Keeping the communication asynchronous allows the system to scale much farther than if all components were closely coupled together. By increasing compute resources for the workers, larger workloads can be disposed of quickly and in parallel. From a user experience standpoint, there are no interruptions or delays in the activity flow improving the user’s perception of the product.
Most importantly, this allows the web tier of the application to be lightweight and therefore support more users per instance of compute that runs in the cloud.
2. Be Stateless
In order to scale horizontally, it is important to design the application back-end such that it is stateless. Statelessness means that the server that services a request does not retain any memory or information of prior requests. This enables multiple servers to serve the same client. By being stateless (or offloading state information to the client), services can be duplicated and scaled horizontally, improving availability and catering to spikes in traffic by scaling automatically.
REST or Representational State Transfer is a good way to architect back-end services. REST lends itself nicely to a stateless protocol and adhering to the principles of REST provides rich integration possibilities as it is based on the well-known HTTP protocol. Good quality clients to use the protocol are available in all languages, making access to the API simple and open regardless of client language preference.
3. Cache aggressively
Caching improves performance by storing recently used data for immediate reuse. Application throughput and latency are typically bound by how quickly data and context can be retrieved, shared and updated. Add cache at every level from the browser, your network, application servers and databases. You can implement caching by leveraging Content Delivery Networks (CDN) especially for static data or by using caching solutions like Redis and Memcached. Cache aggressively in order to significantly increase the application’s performance and its ability to scale.
Before adding elements to a cache, assess the following 2 things:
- How often is this data accessed?
- How often does this data change?
If data is accessed very often and changes rarely, then this type of data is a prime target to be cached.
4. Expect Transient failures
A large cloud application spans many compute containers (VMs), Messaging services (Queues), Databases and other services. Although many managed services on the cloud provide excellent availability, it is still possible that failures may happen.
Transient failures may manifest themselves as temporary service outages (e.g unable to write to db) or a slowdown in performance (throttling).
Failing operations due to transient failures is not a good option. Instead, implement a strategy that retries the operation. Do not retry immediately because outages in most cases may last for a few minutes or more. Implement a strategy that delays the retry thus allowing the resource to recover. Implementing such smart retry policies will help handle busy signals or outright failures without compromising user experience.
5. Don't be chatty
Since a cloud application is spread across multiple component services, every interaction might involve connection overhead. This means going back and forth many times can be detrimental to performance and expensive in the long run.
Pay attention to how data is accessed and consumed. Wherever possible, process data in batches to minimize excessive communication. For user interfaces, try and cache objects that may need frequent access, or better still, query most data needed for a view upfront and cache on the browser side to improve performance and reduce round-trips.

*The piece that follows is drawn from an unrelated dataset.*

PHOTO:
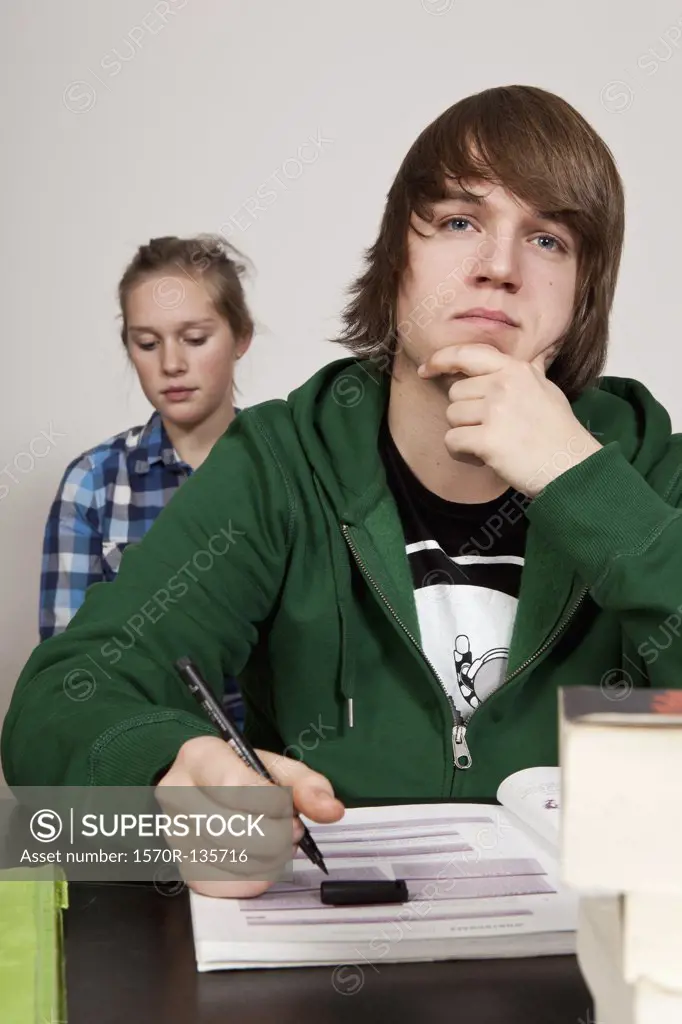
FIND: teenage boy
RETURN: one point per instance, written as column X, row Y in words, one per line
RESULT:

When it comes to user interfaces, a pure object-based REST API may not be sufficient to provide all the data needed for screens (especially dashboards), upfront. Avoid the temptation to make multiple calls to the back-end. Instead, build an aggregation API whose data can be cached to improve performance.
Remember, on the cloud, innocuous looking functions may end up making a web-service call, adding overhead to your functionality.
Summary
Use these design principles while building your cloud application. These principles will help you build applications that can scale to meet demand by leveraging auto-scaling. By recognizing the pitfalls of the cloud environment and designing around it, you can build fault-tolerant apps that users are happy with.